How multimedia packages get done
At the end of the Q&A with nytimes.com editor Fiona Spruill (mentioned here on Friday), a reader asked how multimedia packages are planned and what role the reporter plays in the process.
As for collaboration on multimedia projects between reporters, photographers and editors from print and online, Spruill said:
Web producers sit near print reporters and editors in our new building. They attend meetings together and they brainstorm about potential multimedia features for upcoming stories. They conceive of and execute Web-only projects together. It is a collaborative process, but the collaboration can take shape in different ways.

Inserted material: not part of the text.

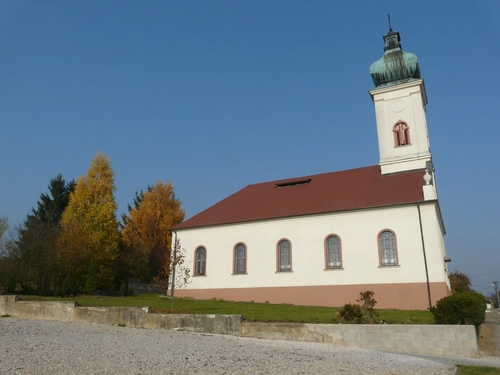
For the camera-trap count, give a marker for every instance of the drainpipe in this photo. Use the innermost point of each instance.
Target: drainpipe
(425, 256)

When reporters and photographers have gathered audio or video, they often hand it over to Web producers, who edit it. “Occasionally,” Spruill said, they edit their own audio or video. In other cases, Web producers both gather and edit audio.
Reporters often write scripts and record voiceovers for multimedia features.

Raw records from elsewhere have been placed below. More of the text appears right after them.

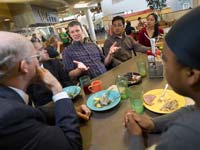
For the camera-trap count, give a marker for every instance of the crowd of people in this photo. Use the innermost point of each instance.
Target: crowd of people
(35, 112)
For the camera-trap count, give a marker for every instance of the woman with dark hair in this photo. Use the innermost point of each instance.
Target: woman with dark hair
(152, 30)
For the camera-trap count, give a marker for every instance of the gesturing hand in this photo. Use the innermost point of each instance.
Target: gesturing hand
(81, 65)
(113, 48)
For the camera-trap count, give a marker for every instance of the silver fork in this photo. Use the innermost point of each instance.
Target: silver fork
(161, 98)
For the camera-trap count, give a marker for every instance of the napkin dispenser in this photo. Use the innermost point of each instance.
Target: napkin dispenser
(155, 67)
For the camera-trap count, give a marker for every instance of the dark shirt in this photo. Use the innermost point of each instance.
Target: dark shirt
(87, 53)
(127, 44)
(40, 94)
(52, 51)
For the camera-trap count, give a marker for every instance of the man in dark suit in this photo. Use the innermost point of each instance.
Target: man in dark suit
(41, 95)
(21, 125)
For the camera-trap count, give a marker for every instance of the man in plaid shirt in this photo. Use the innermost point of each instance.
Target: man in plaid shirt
(84, 57)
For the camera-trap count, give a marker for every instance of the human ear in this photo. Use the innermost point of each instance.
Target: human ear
(23, 66)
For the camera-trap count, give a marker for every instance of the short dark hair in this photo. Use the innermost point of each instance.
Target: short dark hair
(74, 23)
(118, 18)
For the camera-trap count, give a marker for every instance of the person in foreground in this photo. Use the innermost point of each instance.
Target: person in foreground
(83, 57)
(21, 125)
(126, 43)
(180, 130)
(41, 95)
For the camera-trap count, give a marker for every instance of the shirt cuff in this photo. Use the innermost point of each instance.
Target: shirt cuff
(60, 96)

The point is that integrating the two newsrooms has changed the old ways of doing things in separate silos. We have deliberately tried to break down the barriers of who does what, and instead create an environment where people from both print and Web backgrounds are all part of the storytelling process.
As you might expect, a lot of multimedia packages are planned in advance. That might mean a couple of days, or it might mean months.
When choosing the stories that will be enhanced with interactive graphics, audio or video, Times editors give priority to stories that:
- “Lend themselves particularly well to visual translation or explication;
- “Have strong characters whose voices we can bring to life for readers; or
- “Have data we have gathered in the process of reporting and can share.”
That list provides a very nice measurement tool that all of us can use.
It’s so important to realize that just because someone had a camera and got some video or some stills, it doesn’t mean the story warrants the time it’s going to take to process — to edit and produce — a multimedia component. Just because someone in your newsroom has a particular skill or talent and says, “I want to — ” doesn’t mean that anyone else in the world is going to think that’s an interesting story.
In these days when we are still feeling our way, when the world has changed and we are still adapting to our new environment, there is a tendency to say, “Let’s try it!” with perhaps too little deliberation. (I think that is less true at The New York Times than at some other news organizations.) It’s really important to manage the limited resources available in today’s newsrooms so that journalists can produce stories that help prove to audiences that journalism is relevant and does have value to them in their daily lives.
Set priorities and weigh the shelf-life of these time-consuming projects.
Produce lots of multimedia journalism! But choose the right stories.